I'm pretty new to TCA and I was using it for an app that have complex navigation flow and faced this scenario.
I have an AppView that is the root of the app along with its Store and Reducer. Under App View, there is SideNavigationBar along with several modules like Home , Audio and Downloads.

I have this navigation flow:
Home > ItemDetails > AudioDetails
Home > AudioDetails
Home > Search> AudioDetails

As you can see, I can navigate to the audio screen using 3 different paths. The user can download the audio, for which I handle the action in the AppReducer:

AnyReducer<AppState, AppAction, AppEnvironment> { state, action, env in
switch action {
  case .home(.itemDetails(.audioDetails(.downloadPressed))), 
        .home(.audioDetails(.downloadPressed)),
        .home(.search(.audioDetails(.downloadPressed))):
    // Handling Download action.
  }
}

I need to write 3 different cases to handle the download action for the same screen but for 3 different paths, I have other screens as well, so you can imagine how many cases I have to write. I feel like I'm not doing it right. Is there a way to map child action to parent more efficiently?

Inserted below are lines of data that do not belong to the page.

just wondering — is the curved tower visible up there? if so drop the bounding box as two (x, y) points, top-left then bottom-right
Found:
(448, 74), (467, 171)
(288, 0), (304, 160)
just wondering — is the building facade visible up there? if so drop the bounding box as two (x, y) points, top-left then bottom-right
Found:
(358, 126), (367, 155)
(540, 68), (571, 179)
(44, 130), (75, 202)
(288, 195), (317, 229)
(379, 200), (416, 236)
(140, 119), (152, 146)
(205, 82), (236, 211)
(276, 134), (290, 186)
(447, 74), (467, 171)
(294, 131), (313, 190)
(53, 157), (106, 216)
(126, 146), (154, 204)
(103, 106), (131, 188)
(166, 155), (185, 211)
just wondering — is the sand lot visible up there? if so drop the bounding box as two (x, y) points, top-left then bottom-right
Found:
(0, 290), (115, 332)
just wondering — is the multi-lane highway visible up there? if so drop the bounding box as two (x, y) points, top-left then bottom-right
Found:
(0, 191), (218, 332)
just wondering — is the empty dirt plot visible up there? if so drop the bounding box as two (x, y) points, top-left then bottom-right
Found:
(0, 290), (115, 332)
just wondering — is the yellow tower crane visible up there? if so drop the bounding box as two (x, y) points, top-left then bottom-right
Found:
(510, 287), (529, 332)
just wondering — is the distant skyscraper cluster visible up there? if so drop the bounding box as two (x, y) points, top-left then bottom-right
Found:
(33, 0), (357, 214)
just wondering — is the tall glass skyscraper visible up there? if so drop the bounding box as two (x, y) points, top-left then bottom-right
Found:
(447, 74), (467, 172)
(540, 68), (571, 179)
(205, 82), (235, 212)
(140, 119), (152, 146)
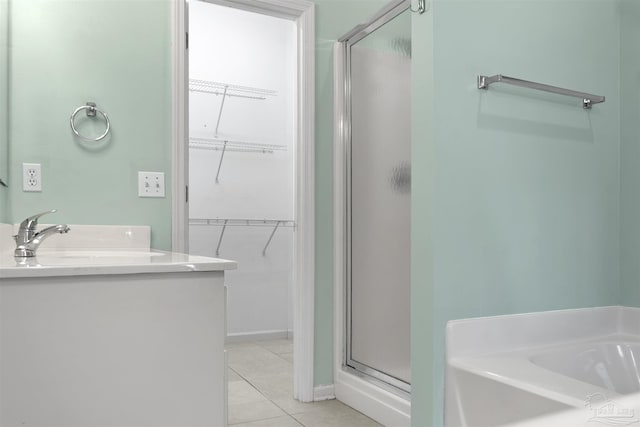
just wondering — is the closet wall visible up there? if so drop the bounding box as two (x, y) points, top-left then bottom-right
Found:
(188, 1), (296, 337)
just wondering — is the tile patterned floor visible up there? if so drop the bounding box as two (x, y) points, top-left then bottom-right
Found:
(226, 339), (383, 427)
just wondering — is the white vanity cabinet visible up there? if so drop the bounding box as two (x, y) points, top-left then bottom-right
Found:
(0, 248), (235, 427)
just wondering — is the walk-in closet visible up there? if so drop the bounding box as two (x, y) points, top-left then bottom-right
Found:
(187, 0), (297, 341)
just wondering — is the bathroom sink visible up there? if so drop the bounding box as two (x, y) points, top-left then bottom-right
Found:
(40, 250), (165, 258)
(29, 249), (166, 266)
(12, 249), (168, 268)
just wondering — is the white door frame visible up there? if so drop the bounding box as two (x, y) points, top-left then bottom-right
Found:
(171, 0), (316, 403)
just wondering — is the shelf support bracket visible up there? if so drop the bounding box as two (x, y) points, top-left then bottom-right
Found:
(215, 141), (228, 184)
(215, 85), (229, 136)
(262, 221), (282, 256)
(215, 219), (228, 256)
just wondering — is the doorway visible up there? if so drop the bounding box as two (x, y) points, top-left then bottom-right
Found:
(188, 0), (296, 345)
(171, 0), (315, 403)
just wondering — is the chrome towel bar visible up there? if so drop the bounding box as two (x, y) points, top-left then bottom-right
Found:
(477, 74), (605, 109)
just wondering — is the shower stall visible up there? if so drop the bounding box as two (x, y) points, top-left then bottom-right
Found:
(334, 0), (411, 425)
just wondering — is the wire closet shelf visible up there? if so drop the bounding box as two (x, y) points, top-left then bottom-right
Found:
(188, 79), (278, 100)
(189, 137), (287, 154)
(189, 218), (296, 256)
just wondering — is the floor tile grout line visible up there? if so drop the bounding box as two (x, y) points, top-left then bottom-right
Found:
(230, 415), (305, 427)
(226, 341), (293, 365)
(227, 414), (298, 427)
(253, 339), (293, 352)
(228, 413), (297, 426)
(280, 413), (305, 427)
(269, 396), (297, 416)
(227, 346), (293, 362)
(228, 367), (274, 403)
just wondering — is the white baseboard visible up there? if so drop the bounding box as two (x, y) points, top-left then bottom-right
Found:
(313, 384), (336, 401)
(335, 370), (410, 427)
(226, 329), (291, 343)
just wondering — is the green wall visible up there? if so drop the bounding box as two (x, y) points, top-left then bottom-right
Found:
(7, 0), (172, 249)
(412, 1), (622, 425)
(411, 5), (434, 426)
(621, 0), (640, 308)
(0, 0), (8, 223)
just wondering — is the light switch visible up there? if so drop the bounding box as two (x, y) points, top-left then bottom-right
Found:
(138, 171), (165, 198)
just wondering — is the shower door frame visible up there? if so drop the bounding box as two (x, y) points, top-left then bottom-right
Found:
(333, 0), (412, 425)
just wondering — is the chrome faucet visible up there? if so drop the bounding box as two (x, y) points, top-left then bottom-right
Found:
(14, 210), (70, 257)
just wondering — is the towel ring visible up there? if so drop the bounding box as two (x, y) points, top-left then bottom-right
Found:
(70, 102), (110, 142)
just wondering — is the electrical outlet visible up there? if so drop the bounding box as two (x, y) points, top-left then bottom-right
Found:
(138, 171), (165, 198)
(22, 163), (42, 192)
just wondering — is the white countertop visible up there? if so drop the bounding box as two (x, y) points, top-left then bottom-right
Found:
(0, 223), (236, 278)
(0, 249), (237, 279)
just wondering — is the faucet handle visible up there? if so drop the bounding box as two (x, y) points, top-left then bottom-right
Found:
(19, 209), (58, 231)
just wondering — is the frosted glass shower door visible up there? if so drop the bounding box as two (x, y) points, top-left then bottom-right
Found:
(346, 6), (411, 390)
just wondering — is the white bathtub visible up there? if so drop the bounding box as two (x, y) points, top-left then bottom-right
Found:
(531, 340), (640, 396)
(446, 307), (640, 427)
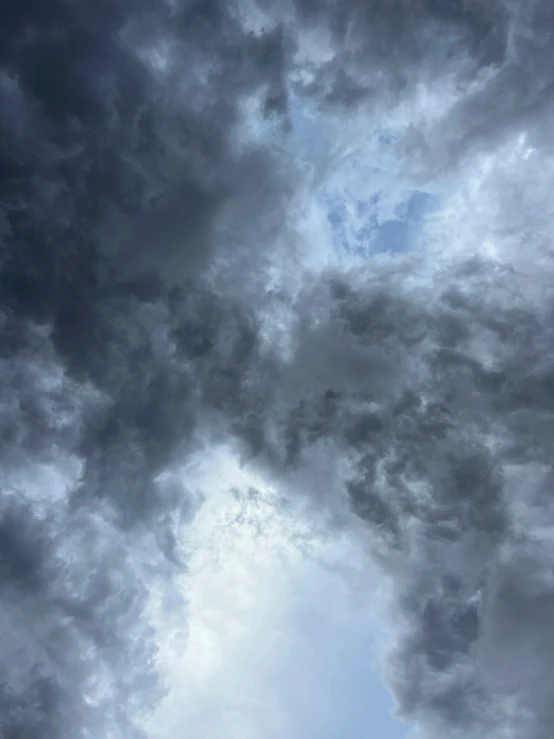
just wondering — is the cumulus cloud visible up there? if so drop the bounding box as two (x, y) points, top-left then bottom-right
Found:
(0, 0), (293, 734)
(230, 239), (554, 738)
(2, 0), (554, 737)
(290, 0), (508, 103)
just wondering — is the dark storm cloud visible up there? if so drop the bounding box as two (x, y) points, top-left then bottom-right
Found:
(2, 0), (554, 737)
(0, 488), (163, 739)
(286, 0), (554, 179)
(427, 1), (554, 164)
(0, 0), (292, 512)
(0, 0), (293, 735)
(231, 255), (554, 738)
(0, 0), (291, 300)
(290, 0), (510, 108)
(391, 0), (554, 175)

Hi @ramywagdyrizkalla ! You’re doing it right, that’s the proper way to implement case actions from child reducers in a parent reducer. :ok_hand:

I’ve also noticed that you’re using the old reducer API, so once you`re working with TCA not for too long, I’d really suggest starting using the Reducer Protocol instead.

You can also always implement high-order reducers, but maybe it could be a kind of next level of understanding the architecture logic. You can take a look at this pretty simple high-order reducer of mine to have a glimpse of how it works.

And, of course, if you're a PointFree subscriber you can watch this very episode about high-order reducers to learn more about it from the TCA creators.

Another approach (recently often recommended) for situation where some state/behaviours are shared across multiple features located on separated "branches" is to create communication flow through specialised client. Reasoning behind this is that heavily shared state/behaviour is not much different than accessing database or file system.

It's especially convenient when you use new protocol based reducers with client shared via DependecyValues.

Personally I don't have much experience with setup like this, but it's really often recommended recently.